Aquella noche en Veracruz, sentada al lado de mi abuelo, en la escollera del bulevar, allí donde se ve más cercana la isla de sacrificios, decía: "hay viene hay viene, hay viene hay viene"; y cuando la luz del faro nos tocaba la cara gritaba: eeeehh; y así por horas. Mi abuelo sonreía cada vez que yo gritaba, el resto del tiempo, permanecíamos, él en sus pensamientos, yo instalada a todo lo ancho en la felicidad; mi mano entre la suya. Brisa marina. Luna apenas. Sin prisa. Estancia. Eternidad.

"Casi felpamos..."

El periódico El Dictamen, cada año celebra su aniversario el 16 de septiembre y por eso un día antes, en aquel 1975 mi padre no tenía que trabajar haciendo la sección deportiva a su cargo; era día de asueto. Así que nos hicimos a la mar. Con algunos de sus compañeros de aquella mítica redacción del "decano de la prensa nacional", navegamos a la Isla de en Medio. Dos horas de travesía. Agua por todas partes, sol, chelas, risas... Desembarcamos como a las 10 de la mañana. Había peces de colores revoloteando en torno a mis pies en la playa donde atracaron nuestra embarcación; comida deliciosa; mucha agua de coco (para las lombrices, decía mi papá) y pulpa de coco tiernita -como me ha gustado siempre-, con sal y limón me ocuparon buena parte del tiempo. Corrí por la playa; construí castillos de arena que nunca parecían serlo; dormí un rato debajo de unas palmeras en una hamaca arrullada por la fresca brisa. Debíamos volver a las cuatro, pero el ron hizo que los mayores lo olvidaran. A eso de las seis subimos a la lancha y fuimos de regreso, pero el mar se puso impertinente; debió ser porque no tolera la impuntualidad. Comenzó la tormenta: olas enormes; la lancha parecía de papel y la cara de todos me anunciaba que estaba de miedo. Mi padre muy espantado; abrazo de por medio, le dije al oído muy segura: "no es hoy; hoy no hemos de morir".

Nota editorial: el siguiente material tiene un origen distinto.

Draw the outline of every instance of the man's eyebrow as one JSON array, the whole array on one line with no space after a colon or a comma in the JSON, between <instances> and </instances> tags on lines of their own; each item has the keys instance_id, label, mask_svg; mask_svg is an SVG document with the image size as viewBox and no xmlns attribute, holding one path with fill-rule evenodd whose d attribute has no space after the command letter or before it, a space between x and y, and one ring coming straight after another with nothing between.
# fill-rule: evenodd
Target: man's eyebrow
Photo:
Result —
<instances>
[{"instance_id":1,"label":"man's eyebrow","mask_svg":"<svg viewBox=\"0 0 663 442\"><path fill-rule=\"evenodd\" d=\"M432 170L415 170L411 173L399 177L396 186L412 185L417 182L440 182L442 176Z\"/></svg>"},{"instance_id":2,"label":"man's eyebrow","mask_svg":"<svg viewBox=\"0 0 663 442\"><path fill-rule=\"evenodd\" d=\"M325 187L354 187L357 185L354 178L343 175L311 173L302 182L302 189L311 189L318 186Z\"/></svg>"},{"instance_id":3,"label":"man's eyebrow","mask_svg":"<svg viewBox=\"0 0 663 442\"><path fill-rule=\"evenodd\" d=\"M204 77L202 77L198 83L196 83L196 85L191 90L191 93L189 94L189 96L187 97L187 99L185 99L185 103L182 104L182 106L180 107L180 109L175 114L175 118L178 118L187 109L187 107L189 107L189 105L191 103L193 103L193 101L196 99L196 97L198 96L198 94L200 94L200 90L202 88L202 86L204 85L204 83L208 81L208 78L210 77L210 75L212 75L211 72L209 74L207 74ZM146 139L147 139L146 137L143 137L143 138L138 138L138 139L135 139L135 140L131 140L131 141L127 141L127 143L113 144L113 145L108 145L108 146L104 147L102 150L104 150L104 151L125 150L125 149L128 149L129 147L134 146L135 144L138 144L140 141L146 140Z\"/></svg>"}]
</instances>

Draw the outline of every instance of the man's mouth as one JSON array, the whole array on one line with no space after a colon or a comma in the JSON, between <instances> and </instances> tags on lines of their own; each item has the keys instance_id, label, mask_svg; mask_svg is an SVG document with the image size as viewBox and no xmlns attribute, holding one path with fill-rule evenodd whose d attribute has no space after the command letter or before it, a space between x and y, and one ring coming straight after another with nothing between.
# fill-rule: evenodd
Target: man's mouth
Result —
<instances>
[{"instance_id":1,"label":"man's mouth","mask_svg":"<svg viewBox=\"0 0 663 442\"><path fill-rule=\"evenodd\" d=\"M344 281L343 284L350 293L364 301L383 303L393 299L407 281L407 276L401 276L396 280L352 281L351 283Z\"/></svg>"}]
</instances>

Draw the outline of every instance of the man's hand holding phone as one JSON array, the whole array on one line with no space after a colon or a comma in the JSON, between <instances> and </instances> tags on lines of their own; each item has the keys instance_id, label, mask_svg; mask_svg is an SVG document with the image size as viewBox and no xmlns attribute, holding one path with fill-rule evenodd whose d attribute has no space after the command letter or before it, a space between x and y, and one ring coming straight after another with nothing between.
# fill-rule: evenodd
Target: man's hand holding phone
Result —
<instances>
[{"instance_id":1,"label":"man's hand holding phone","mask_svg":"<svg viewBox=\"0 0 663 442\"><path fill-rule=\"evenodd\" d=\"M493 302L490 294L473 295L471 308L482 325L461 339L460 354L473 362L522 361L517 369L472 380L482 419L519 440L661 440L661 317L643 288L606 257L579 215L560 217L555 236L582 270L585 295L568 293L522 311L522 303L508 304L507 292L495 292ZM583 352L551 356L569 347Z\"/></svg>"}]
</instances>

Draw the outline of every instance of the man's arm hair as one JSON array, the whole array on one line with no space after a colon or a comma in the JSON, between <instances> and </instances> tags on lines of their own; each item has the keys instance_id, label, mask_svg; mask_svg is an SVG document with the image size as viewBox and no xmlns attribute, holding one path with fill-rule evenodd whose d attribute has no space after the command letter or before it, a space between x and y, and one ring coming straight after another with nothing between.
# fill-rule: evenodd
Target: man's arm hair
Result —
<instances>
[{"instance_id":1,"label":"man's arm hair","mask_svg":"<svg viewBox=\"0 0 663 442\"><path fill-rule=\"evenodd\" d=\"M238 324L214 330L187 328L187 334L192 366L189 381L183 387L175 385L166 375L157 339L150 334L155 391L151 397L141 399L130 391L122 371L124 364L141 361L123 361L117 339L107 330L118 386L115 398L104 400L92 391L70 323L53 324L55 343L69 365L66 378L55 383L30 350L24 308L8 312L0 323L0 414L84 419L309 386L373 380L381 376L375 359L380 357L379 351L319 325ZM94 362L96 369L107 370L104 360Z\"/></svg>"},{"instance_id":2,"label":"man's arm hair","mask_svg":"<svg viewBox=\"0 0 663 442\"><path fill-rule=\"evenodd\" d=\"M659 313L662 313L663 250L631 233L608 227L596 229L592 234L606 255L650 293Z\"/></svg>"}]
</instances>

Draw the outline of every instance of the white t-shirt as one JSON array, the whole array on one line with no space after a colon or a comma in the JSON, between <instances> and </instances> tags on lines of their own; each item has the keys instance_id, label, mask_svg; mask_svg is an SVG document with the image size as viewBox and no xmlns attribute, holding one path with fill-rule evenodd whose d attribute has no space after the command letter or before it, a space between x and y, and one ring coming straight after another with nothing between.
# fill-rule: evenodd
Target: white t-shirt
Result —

Han pasado casi 30 años y nunca he vuelto a ver a mi padre tan asustado. Lo bueno es que tuve razón. Y aquí seguimos, queriéndonos, compartiendo y recordando el día que "casi felpamos en el mar" (así dice siempre que se acuerda), y yo sigo agradeciendo su misericordia a Don Mar, aquel día, que mi corazón de niña, le pidió por todos.